Fewer than 50% of participants were high adherers by any of the 3 objective measures: when using DSA as the referent, adherence by UVA was virtually the same. Two of the 3 self-reported measures (frequency and the percent dose taken) overestimated use compared with DSA, whereas rating provided the closest estimate of adherence to DSA, which is consistent with the reported performance of this questionnaire item in studies of HIV treatment adherence.18,25,26 Correlation between the Wisebag and the other adherence measures was moderate, similar to previous reports of EMS.12,27,28 Wisebag underestimated adherence compared with the applicator tests, a known issue with EMS typically caused by pocket dosing.29 Here, retrieving more than 1 applicator at a time from the Wisebag, as well as extra openings by participants or by family members, was reported by a small minority, which will yield biased estimates of product use. Other studies have used composite scores or algorithms to correct for misestimation of adherence with EMS.22,28,29 Wisebag or other EMS can complement use of an applicator test to generate a composite adherence measure.9
This study has several limitations. First, this was a short study with a small sample size. Because 2 Wisebag devices were completely inoperable, the overall sample with any Wisebag measures was further reduced to 37. Second, the study used a placebo product; consequently, the results might not be generalizable to a longer study or one with an active product. Third, the Wisebag was not used to its full potential (real-time active monitoring) because this study focused on adherence measurement, not on optimizing adherence in the study. Therefore, the potential benefit of the Wisebag was not fully explored.

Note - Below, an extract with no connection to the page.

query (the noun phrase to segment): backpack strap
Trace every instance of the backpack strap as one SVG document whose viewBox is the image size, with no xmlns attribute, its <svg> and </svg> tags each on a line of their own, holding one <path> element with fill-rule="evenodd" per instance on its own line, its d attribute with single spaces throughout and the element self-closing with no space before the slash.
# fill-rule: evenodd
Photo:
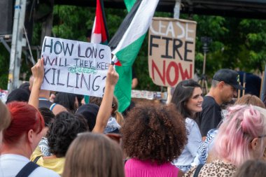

In summary, the DSA and UVA performed similarly and should be considered as objective measures of product use in future microbicide gel trials. In addition, they are inexpensive and relatively simple to implement on-site without risk of unblinding. To increase test accuracy, combining UVA followed by DSA as a tiebreaker may be optimal but will require further study. Assessing the feasibility of UVA and the combination of both tests in low-resource settings would be important. Technical challenges experienced with the Wisebag should be reevaluated with the upgraded devices. Furthermore, the design of more discreet and portable containers may facilitate use by participants. Although Wisebag alone may not be optimal for accurate adherence measurement, further study of this or similar EMS should be pursued to evaluate its potential in concert with other measures and for promoting adherence through its active mode with reminder messaging and real-time alerts to investigators to intervene.